Replication Lag Exceeds Threshold or Standby Unreachable, PostgreSQL

Card class: Hero • Category: Nerve Centre

At a glance

This alert fires when a streaming replica falls more than ten seconds behind the primary, or when the standby stops responding altogether and its replication state goes to BROKEN. Both conditions attack the same thing: your ability to survive losing the primary. A standby that is ten seconds behind will lose ten seconds of committed writes if you fail over to it right now; a standby that is unreachable gives you no failover target at all. For a DBA or SRE this is a high-availability alarm. The primary may be perfectly healthy when it fires, which is exactly why it is dangerous: the safety net has a hole in it and nothing else on the dashboard will tell you.
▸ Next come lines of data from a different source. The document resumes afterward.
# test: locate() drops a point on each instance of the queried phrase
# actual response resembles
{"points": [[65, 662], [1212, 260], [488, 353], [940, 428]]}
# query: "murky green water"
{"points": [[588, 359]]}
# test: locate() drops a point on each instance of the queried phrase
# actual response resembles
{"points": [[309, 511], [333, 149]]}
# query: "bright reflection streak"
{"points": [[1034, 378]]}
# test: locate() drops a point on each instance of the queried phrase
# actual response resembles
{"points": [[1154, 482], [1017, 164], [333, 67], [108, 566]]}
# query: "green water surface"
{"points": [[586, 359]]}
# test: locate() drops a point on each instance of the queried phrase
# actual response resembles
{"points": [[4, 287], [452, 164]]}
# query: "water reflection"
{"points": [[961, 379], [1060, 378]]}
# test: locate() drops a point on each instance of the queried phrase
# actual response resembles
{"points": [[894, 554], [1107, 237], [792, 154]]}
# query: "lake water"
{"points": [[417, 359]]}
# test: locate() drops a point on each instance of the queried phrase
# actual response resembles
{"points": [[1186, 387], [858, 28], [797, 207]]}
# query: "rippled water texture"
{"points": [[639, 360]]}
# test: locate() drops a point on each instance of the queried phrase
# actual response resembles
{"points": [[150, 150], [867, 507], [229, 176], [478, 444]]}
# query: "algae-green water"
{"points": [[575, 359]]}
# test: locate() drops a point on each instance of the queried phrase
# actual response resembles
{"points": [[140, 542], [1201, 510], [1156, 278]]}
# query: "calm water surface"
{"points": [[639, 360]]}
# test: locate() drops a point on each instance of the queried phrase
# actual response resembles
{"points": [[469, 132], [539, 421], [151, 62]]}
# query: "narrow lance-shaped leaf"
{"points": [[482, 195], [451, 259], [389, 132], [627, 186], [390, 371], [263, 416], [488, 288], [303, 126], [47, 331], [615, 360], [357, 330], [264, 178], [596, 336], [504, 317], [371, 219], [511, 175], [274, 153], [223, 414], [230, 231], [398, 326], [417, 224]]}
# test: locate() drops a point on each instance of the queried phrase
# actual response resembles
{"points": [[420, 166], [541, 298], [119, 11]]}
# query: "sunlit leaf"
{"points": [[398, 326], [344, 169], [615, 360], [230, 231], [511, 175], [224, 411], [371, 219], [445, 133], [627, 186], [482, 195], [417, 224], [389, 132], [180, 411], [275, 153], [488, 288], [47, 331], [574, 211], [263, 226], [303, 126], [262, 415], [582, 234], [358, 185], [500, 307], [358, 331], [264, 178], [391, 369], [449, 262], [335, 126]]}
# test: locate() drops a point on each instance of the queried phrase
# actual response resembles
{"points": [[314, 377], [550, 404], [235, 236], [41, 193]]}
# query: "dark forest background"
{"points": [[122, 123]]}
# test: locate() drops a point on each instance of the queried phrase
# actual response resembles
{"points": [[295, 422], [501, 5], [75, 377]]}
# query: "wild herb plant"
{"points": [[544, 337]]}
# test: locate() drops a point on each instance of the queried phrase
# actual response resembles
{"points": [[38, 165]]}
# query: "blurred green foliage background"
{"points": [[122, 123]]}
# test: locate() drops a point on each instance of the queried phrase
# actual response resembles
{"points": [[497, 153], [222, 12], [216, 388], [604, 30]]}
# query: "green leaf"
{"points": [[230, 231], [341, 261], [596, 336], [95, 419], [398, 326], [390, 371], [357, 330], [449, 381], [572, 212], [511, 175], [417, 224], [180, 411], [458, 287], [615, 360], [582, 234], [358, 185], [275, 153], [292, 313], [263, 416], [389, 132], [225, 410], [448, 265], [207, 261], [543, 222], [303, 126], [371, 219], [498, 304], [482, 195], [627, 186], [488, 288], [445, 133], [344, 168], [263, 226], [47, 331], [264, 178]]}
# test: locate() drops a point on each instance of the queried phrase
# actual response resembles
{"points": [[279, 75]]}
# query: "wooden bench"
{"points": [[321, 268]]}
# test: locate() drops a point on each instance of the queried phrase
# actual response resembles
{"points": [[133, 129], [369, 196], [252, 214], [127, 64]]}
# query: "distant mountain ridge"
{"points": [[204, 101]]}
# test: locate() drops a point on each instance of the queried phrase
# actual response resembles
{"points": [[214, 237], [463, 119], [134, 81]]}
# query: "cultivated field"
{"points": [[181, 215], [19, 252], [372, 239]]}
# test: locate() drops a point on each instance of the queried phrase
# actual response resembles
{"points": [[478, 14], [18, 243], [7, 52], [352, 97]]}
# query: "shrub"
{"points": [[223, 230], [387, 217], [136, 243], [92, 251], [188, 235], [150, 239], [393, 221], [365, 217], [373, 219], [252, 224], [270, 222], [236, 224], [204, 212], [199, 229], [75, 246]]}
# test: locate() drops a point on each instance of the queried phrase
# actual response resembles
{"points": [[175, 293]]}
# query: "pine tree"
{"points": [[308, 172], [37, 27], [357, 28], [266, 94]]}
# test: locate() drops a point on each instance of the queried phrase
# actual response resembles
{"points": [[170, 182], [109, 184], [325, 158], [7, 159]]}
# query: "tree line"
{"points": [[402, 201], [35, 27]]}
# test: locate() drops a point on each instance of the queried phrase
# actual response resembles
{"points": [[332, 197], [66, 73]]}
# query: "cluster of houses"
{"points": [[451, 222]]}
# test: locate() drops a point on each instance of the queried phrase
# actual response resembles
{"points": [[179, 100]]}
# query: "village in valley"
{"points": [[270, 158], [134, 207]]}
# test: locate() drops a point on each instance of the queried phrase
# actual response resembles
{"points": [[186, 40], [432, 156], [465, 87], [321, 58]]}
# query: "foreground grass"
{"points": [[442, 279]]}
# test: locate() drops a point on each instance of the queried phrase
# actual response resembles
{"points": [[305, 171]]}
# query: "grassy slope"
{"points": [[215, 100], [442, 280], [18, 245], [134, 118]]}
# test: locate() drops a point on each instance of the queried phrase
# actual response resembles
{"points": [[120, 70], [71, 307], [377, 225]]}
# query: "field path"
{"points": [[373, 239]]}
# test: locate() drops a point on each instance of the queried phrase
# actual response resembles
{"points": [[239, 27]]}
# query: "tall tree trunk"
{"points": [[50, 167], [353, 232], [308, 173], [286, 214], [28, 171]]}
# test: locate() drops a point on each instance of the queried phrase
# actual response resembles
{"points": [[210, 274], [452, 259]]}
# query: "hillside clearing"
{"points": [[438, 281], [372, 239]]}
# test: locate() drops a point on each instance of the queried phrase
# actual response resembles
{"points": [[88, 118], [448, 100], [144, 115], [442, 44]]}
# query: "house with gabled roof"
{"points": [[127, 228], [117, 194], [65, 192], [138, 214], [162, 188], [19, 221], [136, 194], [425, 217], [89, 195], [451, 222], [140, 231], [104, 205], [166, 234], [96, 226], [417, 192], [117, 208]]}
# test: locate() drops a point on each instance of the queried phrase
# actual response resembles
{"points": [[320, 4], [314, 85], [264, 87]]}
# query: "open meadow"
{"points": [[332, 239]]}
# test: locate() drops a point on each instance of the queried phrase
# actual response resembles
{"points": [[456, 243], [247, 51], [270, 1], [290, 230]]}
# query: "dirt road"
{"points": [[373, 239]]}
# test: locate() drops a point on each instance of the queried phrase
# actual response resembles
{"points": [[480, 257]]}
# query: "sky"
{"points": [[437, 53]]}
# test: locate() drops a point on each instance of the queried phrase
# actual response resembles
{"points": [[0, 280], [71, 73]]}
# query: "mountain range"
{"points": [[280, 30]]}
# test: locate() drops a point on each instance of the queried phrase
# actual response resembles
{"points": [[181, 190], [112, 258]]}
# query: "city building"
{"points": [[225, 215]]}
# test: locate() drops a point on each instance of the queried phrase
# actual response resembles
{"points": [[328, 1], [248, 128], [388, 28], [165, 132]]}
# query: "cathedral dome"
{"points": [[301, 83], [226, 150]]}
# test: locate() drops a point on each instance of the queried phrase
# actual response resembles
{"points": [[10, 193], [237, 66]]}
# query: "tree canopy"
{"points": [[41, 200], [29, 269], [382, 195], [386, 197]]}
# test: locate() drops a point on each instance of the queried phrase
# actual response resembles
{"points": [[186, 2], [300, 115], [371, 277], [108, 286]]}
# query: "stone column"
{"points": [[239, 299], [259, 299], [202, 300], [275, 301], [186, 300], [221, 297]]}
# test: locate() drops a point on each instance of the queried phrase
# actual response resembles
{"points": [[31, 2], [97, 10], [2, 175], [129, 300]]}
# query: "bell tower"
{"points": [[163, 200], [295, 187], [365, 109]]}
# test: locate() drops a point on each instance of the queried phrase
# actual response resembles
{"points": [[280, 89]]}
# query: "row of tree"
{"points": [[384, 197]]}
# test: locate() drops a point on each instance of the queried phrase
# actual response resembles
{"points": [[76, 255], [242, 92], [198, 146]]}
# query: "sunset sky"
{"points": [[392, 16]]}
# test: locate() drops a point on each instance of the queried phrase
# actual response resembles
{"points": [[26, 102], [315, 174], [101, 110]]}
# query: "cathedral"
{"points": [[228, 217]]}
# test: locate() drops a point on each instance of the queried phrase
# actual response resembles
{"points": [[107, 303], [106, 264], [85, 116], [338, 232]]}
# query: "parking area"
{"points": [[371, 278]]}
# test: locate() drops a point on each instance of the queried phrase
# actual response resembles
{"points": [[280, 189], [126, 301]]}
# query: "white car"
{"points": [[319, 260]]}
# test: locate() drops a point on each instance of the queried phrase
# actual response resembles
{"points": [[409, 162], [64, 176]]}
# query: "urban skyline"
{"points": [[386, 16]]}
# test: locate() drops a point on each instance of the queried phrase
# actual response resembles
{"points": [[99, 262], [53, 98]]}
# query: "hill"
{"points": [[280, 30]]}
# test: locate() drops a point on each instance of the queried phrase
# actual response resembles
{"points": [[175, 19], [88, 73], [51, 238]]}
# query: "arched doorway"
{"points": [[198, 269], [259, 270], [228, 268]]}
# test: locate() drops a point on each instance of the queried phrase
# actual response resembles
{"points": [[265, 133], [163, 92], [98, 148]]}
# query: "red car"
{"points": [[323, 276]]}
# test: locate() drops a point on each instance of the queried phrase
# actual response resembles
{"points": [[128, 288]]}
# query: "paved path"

What it tracks	Replay lag on each streaming standby (seconds behind the primary) and the standby’s reachability/state. Fires on lag breach or on a broken/disconnected standby.
Data source	`pg_stat_replication` on the primary (one row per connected standby, with `write_lag`, `flush_lag`, `replay_lag`, `state`, and LSN columns) plus `pg_stat_wal_receiver` / `pg_last_wal_replay_lsn()` on the standby. Reachability is inferred from the row disappearing or `state` leaving `streaming`. See the continuous siblings Replication Lag (seconds) and WAL Lag Bytes (primary -> standby).
Time window	`RT` (real-time, evaluated on each poll, roughly every 60 seconds).
Alert trigger	`lag >10s OR state=BROKEN`. Either condition is sufficient: ten seconds of replay lag, or any standby that has stopped streaming (disconnected, in error, or absent from `pg_stat_replication`).
Roles	dba, platform, sre

Calculation

The card evaluates two independent conditions and fires if either is true:

condition A (lag):     replay_lag_seconds > 10   on any standby
condition B (broken):  standby state != 'streaming'
                       OR standby absent from pg_stat_replication
                       OR walreceiver not running on the standby
fire when: A OR B

Lag is measured as time, not bytes, because time is what you lose on failover. On the primary, pg_stat_replication.replay_lag gives the interval between a transaction committing on the primary and being replayed on the standby. Where that column is null (an idle standby that has fully caught up reports null, not zero), the engine falls back to comparing LSN positions and the standby’s pg_last_xact_replay_timestamp(). The byte view is a useful companion but a different question: pg_wal_lsn_diff(sent_lsn, replay_lsn) tells you how much WAL is still in flight. A big byte backlog with low time lag means a burst is being caught up; a growing byte backlog with growing time lag means the standby cannot keep pace. That distinction lives in WAL Lag Bytes (primary -> standby). Broken covers the cases where there is no lag number to read because the standby is not streaming at all: it crashed, the network partitioned, the replication slot was dropped, or the WAL it needs was already recycled on the primary. Any of these means the row either shows a non-streaming state or vanishes from pg_stat_replication entirely, and the card treats absence as the most severe form of the alert.

Worked example

A platform team runs a primary PostgreSQL 15 instance with two streaming standbys: standby-a in the same region (intended failover target) and standby-b in a second region (read scaling and DR). Snapshot taken on 09 May 26 at 02:14 BST during an overnight bulk-import job.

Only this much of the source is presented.